Se você leu até aqui esperando repostas para essas questões, sinto decepcioná-lo. Não sou o sujeito que vai salvar o mundo dessa crise de desesperança. Meu único palpite é que no caminho que seguimos não vamos encontrar a tal felicidade. Talvez o caminho seja bem mais simples. Talvez encontremos o pote de ouro quando deixarmos de buscá-lo com tamanha sanha.

P.S 1 – O título do post foi emprestado do livro de mesmo nome de Harold Kushner. Vale ler.

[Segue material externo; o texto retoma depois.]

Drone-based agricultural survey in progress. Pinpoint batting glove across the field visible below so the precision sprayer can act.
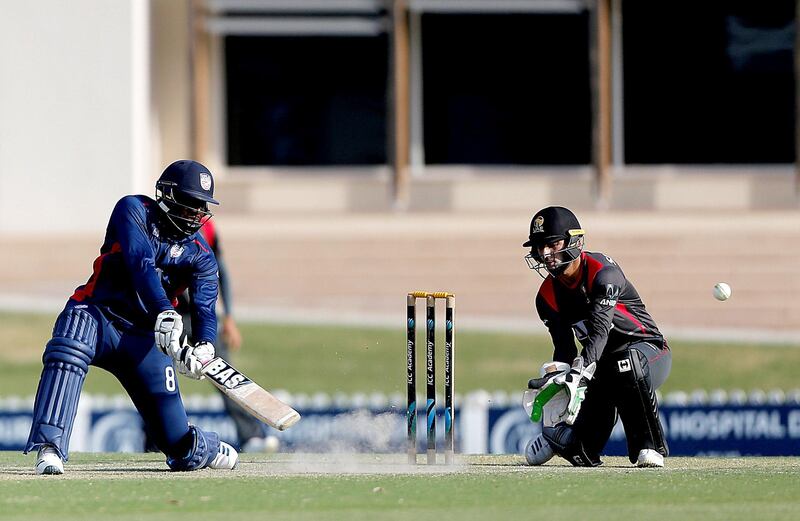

PS. 2 – Raul Seixas ajuda a entender essa angústia em Ouro de Tolo:

Eu devia estar feliz pelo Senhor ter me concedido o domingo
pra ir com a família no jardim zoológico dar pipocas aos macacos
Ah, mas que sujeito chato sou eu que não acha nada engraçado
Macaco, praia, carro, jornal, tobogã, eu acho tudo isso um saco

4 comentários

  1. A felicidade se tornou coisa utópica. Há muitas reflexões que podemos absorver de seu excelente texto, deixo apenas essa frase solta, que se encaixa em tudo o que escreveu, colocando a dureza da realidade que é cinza mas enfeitamos nos filtros digitais…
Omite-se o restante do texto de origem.